- Born: Jane Theresa Dixon April 30, 1913 Owensboro, Kentucky
- Died: March 2, 2003 (aged 89) Greensboro, North Carolina, US
- Occupation: Writer
- Spouse: John Thomas Rice
- Children: 1

= Jane Rice =

American novelist

Jane Rice (April 30, 1913 – March 2, 2003) was an American science fiction and horror writer.

Her fiction debut was with "The Dream" in the July 1940 issue of Unknown, edited by the legendary sf editor John W. Campbell. During the war she published 10 stories in Unknown. Campbell purchased her first and only novel, Lucy, in 1943, and was holding it in inventory for a future issue when Unknown suddenly ceased publication late in 1943. Street & Smith held the manuscript for several years but after the war it vanished from their files. Rice had failed to preserve a carbon copy. Despite efforts to trace it on the part of scholars and editors it has not been located.

Her stories in Unknown were well received. Her slyly sensual werewolf story "The Refugee" from the October 1943 issue was selected by Campbell for his best of anthology From Unknown Worlds (1946) and it was also anthologized in Rivals of Weird Tales (1990) and the Library of America's American Fantastic Tales: Terror and the Uncanny from the 1940s to Now (2009), edited by Peter Straub. "The Idol of the Flies" from the June 1942 issue has also been frequently anthologized; it concerns an evil boy named Pruitt who has been called "one of the most monstrous children in literature".

After the war she wrote for the slicks and women's magazines, including Colliers, Ladies' Home Journal, Cosmopolitan, and Charm. After a hiatus lasting several years she wrote stories for The Magazine of Fantasy and Science Fiction in the late 1950s, and in 1966 published the story "The Loolies Are Here", written in collaboration with Ruth Allison under the name Allison Rice in the anthology Orbit 1 (1966), edited by Damon Knight.

In the 1980s she resumed writing with a number of atmospheric mystery short stories for Alfred Hitchcock's Mystery Magazine.

In 1995 Necronomicon Press published her horror novelette The Sixth Dog as a chapbook.
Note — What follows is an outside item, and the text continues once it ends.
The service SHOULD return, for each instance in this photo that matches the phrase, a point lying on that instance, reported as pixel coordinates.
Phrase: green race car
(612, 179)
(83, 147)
She did not live to see the publication of her second book, a collection of her short fiction called The Idol of the Flies and Other Stories, published by Midnight House in 2003 as a limited edition of 500 copies.

==Personal life==
Jane Rice was born Jane Theresa Dixon on April 30, 1913, in Owensboro, Kentucky, the daughter of Dr. James Thomas Dixon and Julia C. Lynch. Her father, a physician, died when she was 14, and the following year she was sent to Notre Dame, Indiana to be educated at Saint Mary's College. At St. Mary's she was president of the senior class and editor of the school paper, The Marionette. After graduating in 1930 she attended Webster College in Webster Groves, Missouri, a Catholic women's institution operated by the Sisters of Loretto. In June 1936 she was married in Owensboro to John Thomas Rice of Philadelphia, a businessman in the textile and leather industries. A gushing newspaper account described the bride as "an unusually charming and attractive young woman." They moved to Toledo, Ohio where in 1937 they had a son, and Jane took up writing while living there. After living in Chicago, Cleveland, and Darien, Connecticut, in 1960 the Rices settled in Greensboro, North Carolina, where John was a manager at a textile firm. They lived there for the remainder of their lives. A devout Roman Catholic, she strongly opposed abortion. Her husband preceded her in death. They were survived by their son.

Rice died at her home in Greensboro, North Carolina, in 2003, at age 89.